People v. Delacruz

People v Delacruz (2016 NY Slip Op 00779)
People v Delacruz
2016 NY Slip Op 00779
Decided on February 4, 2016
Appellate Division, First Department
Published by New York State Law Reporting Bureau pursuant to Judiciary Law § 431.
This opinion is uncorrected and subject to revision before publication in the Official Reports.


Decided on February 4, 2016
Saxe, J.P., Moskowitz, Richter, Feinman, JJ.

95 1301/12

[*1]The People of the State of New York, Respondent,

v

Frederick Delacruz, Defendant-Appellant.




Richard M. Greenberg, Office of the Appellate Defender, New York (Alejandro B. Fernandez of counsel), for appellant.

Robert T. Johnson, District Attorney, Bronx (James Wen of counsel), for respondent.



Judgment, Supreme Court, Bronx County (John W. Carter, J.), rendered April 9, 2013, convicting defendant, upon his plea of guilty, of robbery in the third degree, and sentencing him to a term of 2 to 7 years, unanimously affirmed.

Since the record is silent as to the circumstances leading to defendant's decision to enter a plea of guilty to the top count of the indictment accompanied by the maximum lawful sentence, and as to the content of defendant's consultations with counsel on this subject, defendant's claim that he received no benefit from his plea, and his related ineffective assistance of counsel claim, are unreviewable on direct appeal (see People v Rivera , 71 NY2d 705, 709 [1988]). Accordingly, since defendant has not made a CPL 440.10 motion, the merits of these claims may not be addressed on appeal. In the alternative, his suggestion that his decision to enter this plea was the product of mental illness rests on speculation.
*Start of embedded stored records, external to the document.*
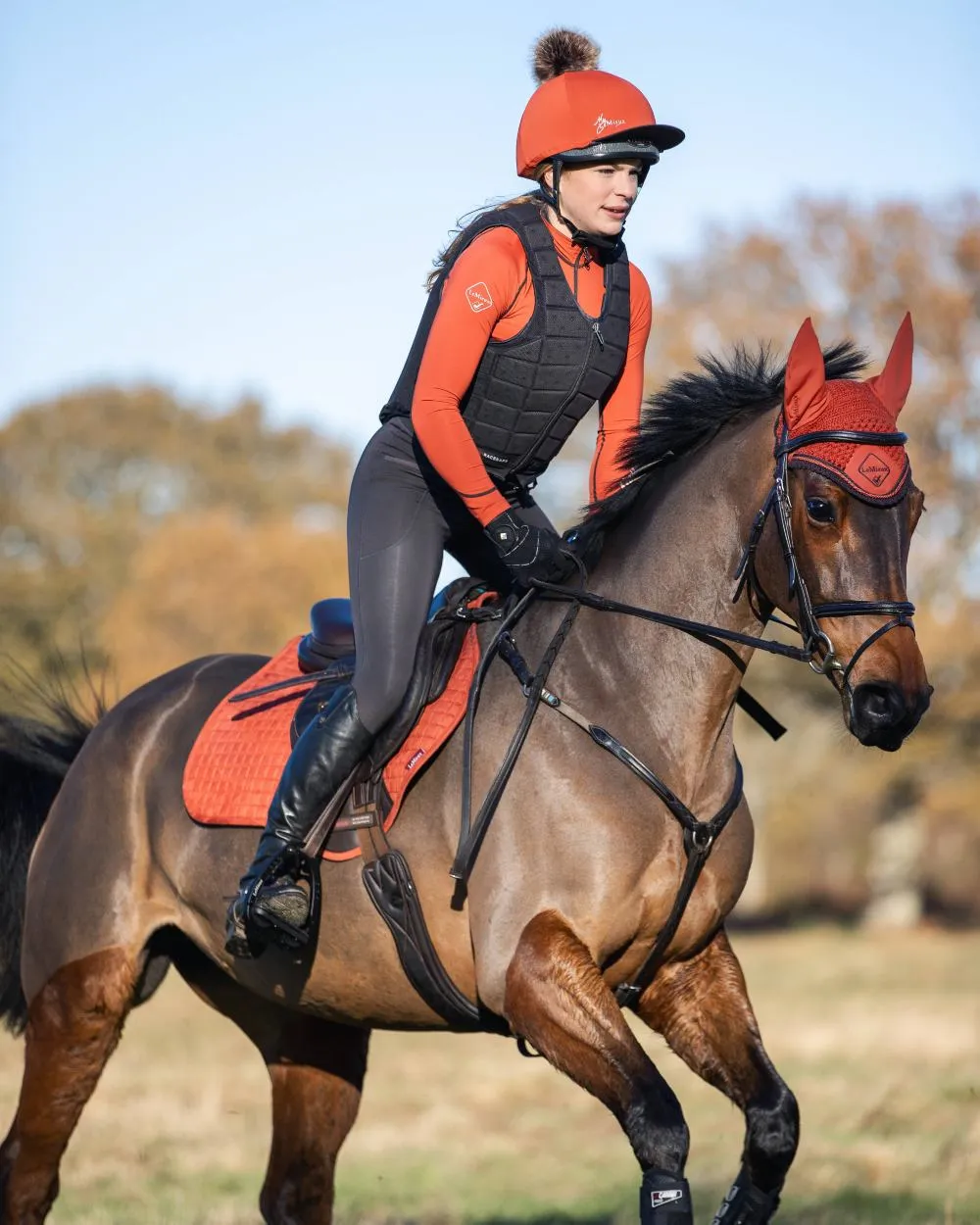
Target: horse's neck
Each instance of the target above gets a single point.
(677, 554)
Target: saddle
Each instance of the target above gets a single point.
(236, 760)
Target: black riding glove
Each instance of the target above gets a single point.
(528, 552)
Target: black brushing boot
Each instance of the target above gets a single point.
(322, 758)
(664, 1200)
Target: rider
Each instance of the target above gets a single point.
(534, 314)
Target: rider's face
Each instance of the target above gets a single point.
(597, 197)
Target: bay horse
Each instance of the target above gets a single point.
(581, 865)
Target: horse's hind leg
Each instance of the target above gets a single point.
(317, 1071)
(557, 1000)
(702, 1009)
(73, 1027)
(317, 1068)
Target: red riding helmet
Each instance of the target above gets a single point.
(581, 114)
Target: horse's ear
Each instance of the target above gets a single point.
(805, 381)
(892, 385)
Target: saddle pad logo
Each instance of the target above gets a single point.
(875, 469)
(479, 297)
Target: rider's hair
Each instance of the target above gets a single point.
(451, 249)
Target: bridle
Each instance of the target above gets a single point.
(817, 651)
(823, 658)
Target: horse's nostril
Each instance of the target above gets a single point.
(880, 704)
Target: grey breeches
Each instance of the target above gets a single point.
(401, 518)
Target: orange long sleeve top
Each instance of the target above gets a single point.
(489, 294)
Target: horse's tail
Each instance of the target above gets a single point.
(34, 759)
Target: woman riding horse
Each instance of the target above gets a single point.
(534, 315)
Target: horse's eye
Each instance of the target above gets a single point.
(819, 510)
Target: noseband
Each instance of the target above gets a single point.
(823, 658)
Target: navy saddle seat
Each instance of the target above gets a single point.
(332, 631)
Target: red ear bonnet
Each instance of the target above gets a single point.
(805, 395)
(892, 385)
(872, 471)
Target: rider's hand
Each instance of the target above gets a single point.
(529, 552)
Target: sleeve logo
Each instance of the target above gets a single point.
(479, 297)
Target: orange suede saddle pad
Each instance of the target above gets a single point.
(235, 763)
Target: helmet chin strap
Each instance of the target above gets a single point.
(602, 241)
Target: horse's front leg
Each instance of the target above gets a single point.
(702, 1009)
(557, 1000)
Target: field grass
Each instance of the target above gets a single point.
(877, 1034)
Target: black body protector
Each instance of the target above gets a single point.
(529, 392)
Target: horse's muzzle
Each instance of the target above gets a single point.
(883, 715)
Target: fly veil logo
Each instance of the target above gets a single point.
(873, 468)
(602, 122)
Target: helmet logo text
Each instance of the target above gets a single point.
(602, 123)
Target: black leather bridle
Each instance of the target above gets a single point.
(823, 658)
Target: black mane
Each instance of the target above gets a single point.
(691, 410)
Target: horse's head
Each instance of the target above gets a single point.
(846, 508)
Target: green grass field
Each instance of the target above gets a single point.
(878, 1035)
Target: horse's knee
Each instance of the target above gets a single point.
(772, 1136)
(656, 1128)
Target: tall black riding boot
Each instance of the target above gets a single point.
(322, 758)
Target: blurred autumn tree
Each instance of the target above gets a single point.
(141, 532)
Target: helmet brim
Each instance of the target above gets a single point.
(641, 142)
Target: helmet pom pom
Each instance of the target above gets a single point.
(564, 50)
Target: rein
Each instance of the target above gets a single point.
(817, 651)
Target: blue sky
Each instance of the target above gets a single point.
(243, 196)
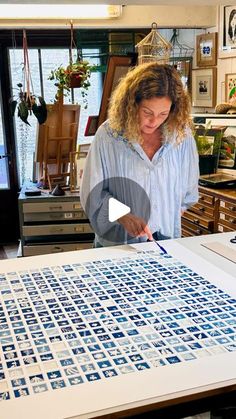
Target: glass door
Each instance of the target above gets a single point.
(9, 225)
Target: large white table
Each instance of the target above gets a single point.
(140, 391)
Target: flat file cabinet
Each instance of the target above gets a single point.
(50, 224)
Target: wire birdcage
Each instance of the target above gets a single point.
(153, 48)
(179, 51)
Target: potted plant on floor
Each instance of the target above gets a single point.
(208, 141)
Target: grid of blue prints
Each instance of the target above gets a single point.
(66, 325)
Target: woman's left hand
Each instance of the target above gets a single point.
(135, 226)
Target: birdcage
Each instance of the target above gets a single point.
(153, 48)
(179, 51)
(181, 59)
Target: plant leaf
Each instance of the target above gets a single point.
(40, 112)
(23, 112)
(13, 104)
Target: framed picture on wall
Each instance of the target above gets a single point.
(206, 46)
(227, 31)
(204, 87)
(230, 87)
(117, 67)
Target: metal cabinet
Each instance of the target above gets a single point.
(50, 224)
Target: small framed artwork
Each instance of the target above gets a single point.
(91, 126)
(204, 87)
(227, 31)
(230, 87)
(117, 67)
(206, 49)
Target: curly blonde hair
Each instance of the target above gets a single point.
(145, 82)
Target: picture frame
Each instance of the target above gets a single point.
(204, 87)
(206, 47)
(184, 68)
(227, 39)
(117, 67)
(230, 87)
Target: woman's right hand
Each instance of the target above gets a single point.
(135, 226)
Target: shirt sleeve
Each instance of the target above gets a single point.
(190, 172)
(94, 195)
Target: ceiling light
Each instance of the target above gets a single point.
(59, 11)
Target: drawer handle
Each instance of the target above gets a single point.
(79, 229)
(55, 207)
(57, 249)
(57, 230)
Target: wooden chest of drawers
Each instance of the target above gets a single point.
(214, 212)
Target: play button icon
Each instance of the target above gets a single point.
(116, 209)
(111, 199)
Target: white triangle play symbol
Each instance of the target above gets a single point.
(116, 209)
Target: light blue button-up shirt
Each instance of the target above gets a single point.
(170, 180)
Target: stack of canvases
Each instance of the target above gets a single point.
(56, 139)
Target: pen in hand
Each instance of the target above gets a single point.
(160, 247)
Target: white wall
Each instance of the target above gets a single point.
(135, 16)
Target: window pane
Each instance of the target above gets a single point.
(4, 180)
(25, 134)
(93, 97)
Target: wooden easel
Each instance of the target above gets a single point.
(57, 138)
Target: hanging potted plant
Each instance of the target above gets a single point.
(74, 75)
(26, 102)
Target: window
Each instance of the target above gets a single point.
(46, 60)
(4, 180)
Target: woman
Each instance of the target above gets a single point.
(147, 141)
Defendant's unpreserved challenges to the validity of his plea allocution do not come within the narrow exception to the preservation requirement (see People v Lopez , 71 NY2d 662, 665 [1988]), and we decline to review them in the interest of justice. As an alternative holding, we find that the plea was knowing, intelligent and voluntary. There is nothing in the record to suggest that defendant's ability to make a valid plea was impaired in any way by his mental condition. Although defendant stated that he had stopped receiving an antidepressant about a month before the plea, this could have been the result of a medical decision to discontinue this medication, and there is no indication that defendant needed an antidepressant to understand the proceedings. In any event, the court specifically elicited defendant's assurance that the absence of the medication had no effect on his comprehension.

Regardless of whether defendant made a valid waiver of his right to appeal, we reject his suppression and excessive sentence claims.

THIS CONSTITUTES THE DECISION AND ORDER

OF THE SUPREME COURT, APPELLATE DIVISION, FIRST DEPARTMENT.